THE APOCRYPHA.

(London: [Printed by The Curwen Press for] Cresset Press, 1929). 330 x 210 mm. (13 x 8 1/4"). 5 p.l., 406 pp., [1] leaf. No. 401 OF 450 COPIES (and 30 copies on handmade paper).

IMPRESSIVE BURGUNDY CRUSHED MOROCCO BY STUART BROCKMAN (his ticket, dated 2008, on verso of front free endpaper), covers with two wide, parallel, vertical grooves lightly brushed with gold that leaves the burgundy grain of the leather visible, half a dozen shorter horizontal grooves intersecting the vertical design, concave spine brushed with gold, stencilled titling, silvery lilac endpapers, all edges gilt. In a black morocco-backed clamshell box lined with burgundy velvet. With 14 woodcuts, each by a different artist, among them Blair Hughes-Stanton, Gertrude Hermes, John Nash, Eric Ravilious, and Stephen Gooden. Front pastedown with bookplate of Alice Steelman Witherow. Ransom, p. 7; Hughes-Stanton 6. ◆Isolated faint spots of foxing to margins, but a very fine copy, clean and fresh, in an unworn binding.

This is a powerfully attractive book that combines three prominent features: fine letterpress printing done by a notable printing house for an important private press, dramatic woodcuts by prominent artists of the time, and, most notably, a striking binding by a Designer Bookbinder.

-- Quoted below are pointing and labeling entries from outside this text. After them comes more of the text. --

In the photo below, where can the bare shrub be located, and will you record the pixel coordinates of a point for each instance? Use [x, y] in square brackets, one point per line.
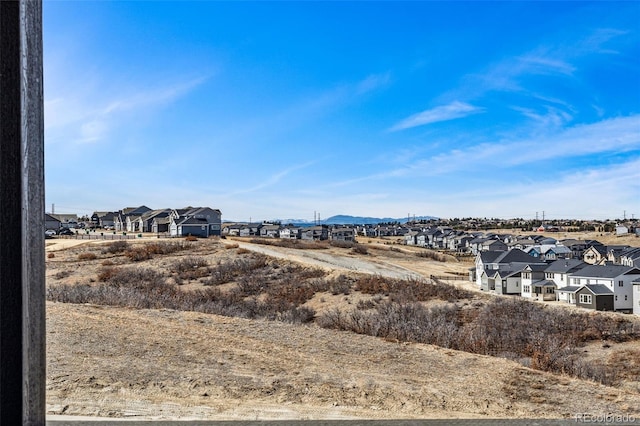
[291, 243]
[87, 256]
[340, 285]
[165, 247]
[360, 249]
[138, 254]
[63, 274]
[409, 289]
[106, 273]
[342, 244]
[297, 315]
[188, 263]
[189, 268]
[115, 247]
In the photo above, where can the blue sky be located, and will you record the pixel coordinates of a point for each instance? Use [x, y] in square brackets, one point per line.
[282, 109]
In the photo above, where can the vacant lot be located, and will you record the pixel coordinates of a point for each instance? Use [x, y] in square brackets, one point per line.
[126, 347]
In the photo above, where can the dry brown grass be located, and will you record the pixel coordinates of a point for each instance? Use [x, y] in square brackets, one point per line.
[262, 287]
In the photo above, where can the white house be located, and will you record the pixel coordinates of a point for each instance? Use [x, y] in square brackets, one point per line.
[617, 278]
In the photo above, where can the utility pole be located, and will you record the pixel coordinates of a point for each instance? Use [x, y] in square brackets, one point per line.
[22, 263]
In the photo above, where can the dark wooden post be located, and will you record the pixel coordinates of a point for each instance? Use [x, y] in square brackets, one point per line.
[22, 292]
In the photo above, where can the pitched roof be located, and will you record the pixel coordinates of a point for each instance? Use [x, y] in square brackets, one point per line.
[565, 265]
[598, 289]
[569, 289]
[513, 255]
[605, 271]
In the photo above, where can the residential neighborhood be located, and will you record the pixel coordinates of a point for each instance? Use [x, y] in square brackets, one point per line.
[531, 265]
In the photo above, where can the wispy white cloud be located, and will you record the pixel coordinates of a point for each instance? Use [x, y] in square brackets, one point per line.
[274, 178]
[508, 74]
[88, 116]
[552, 118]
[593, 192]
[608, 136]
[448, 112]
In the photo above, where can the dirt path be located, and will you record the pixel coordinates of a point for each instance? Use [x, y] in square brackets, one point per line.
[330, 260]
[163, 364]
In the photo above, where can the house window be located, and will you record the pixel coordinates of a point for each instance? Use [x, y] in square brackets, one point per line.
[585, 298]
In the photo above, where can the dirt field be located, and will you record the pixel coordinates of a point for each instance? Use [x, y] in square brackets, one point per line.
[165, 364]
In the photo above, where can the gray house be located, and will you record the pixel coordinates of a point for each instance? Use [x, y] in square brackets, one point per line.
[343, 234]
[617, 278]
[51, 222]
[318, 232]
[595, 296]
[196, 221]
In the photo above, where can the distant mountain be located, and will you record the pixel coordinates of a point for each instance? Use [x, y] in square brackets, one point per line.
[350, 220]
[359, 220]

The son of master bookbinder James Brockman, Stuart Brockman (b. 1972) received an Honours Degree in Mechanical Engineering from Imperial College London before joining the family bindery in 1995. He was elected a Licentiate of Designer Bookbinders in 1999 and a Fellow in 2004. His designs are innovative and often employ unexpected elements or techniques like the deep grooves and concave spine here. "The Apocrypha" features the work of 14 artists, many of them admired wood engravers: Blair Hughes-Stanton, Gertrude Hermes, John Nash, Stephen Gooden, Eric Ravilious, René Ben Sussan, Frank Medworth, Leon Underwood, Eric Kennington, Mary Elizabeth Groom, Wladislaw Skoczylas, Hester Sainsbury, Eric Jones, and D. Galanis. The text is well printed with vast margins, and the plates are memorable because they provide a sampling of the range of images being produced at the time by the best artists at work in the woodcut medium. According to Ransom, the Cresset Press, which operated between 1927 and 1931 under the direction of Dennis M. Cohen and A. I. Meyers, had three aims: "the production of fine editions; the reprinting in an attractive, though not necessarily expensive, format of certain of the classics now difficult to obtain; and finally, the production of contemporary or other works of undisputed or artistic value." Although the Curwen Press was founded (under a different name) in 1863, it became an important press in the world of private printing in 1914, when Harold Curwen (1885-1949), the grandson of the original founder, took control. In 1921, Oliver Simon (1895-1956) joined the firm, and he was instrumental in upgrading the quality of book production, in part by commissioning typefaces, illustrations, and decorations from, among others, Jan Van Krimpen, Rudolf Koch, Edward Bawden, Paul Nash, and Graham Sutherland (Lovat Fraser was already working for the press when Simon came in). Glaister says that "The brilliantly successful association of Curwen and Simon led to a steady flow of fine books as well as jobbing printing of outstanding quality."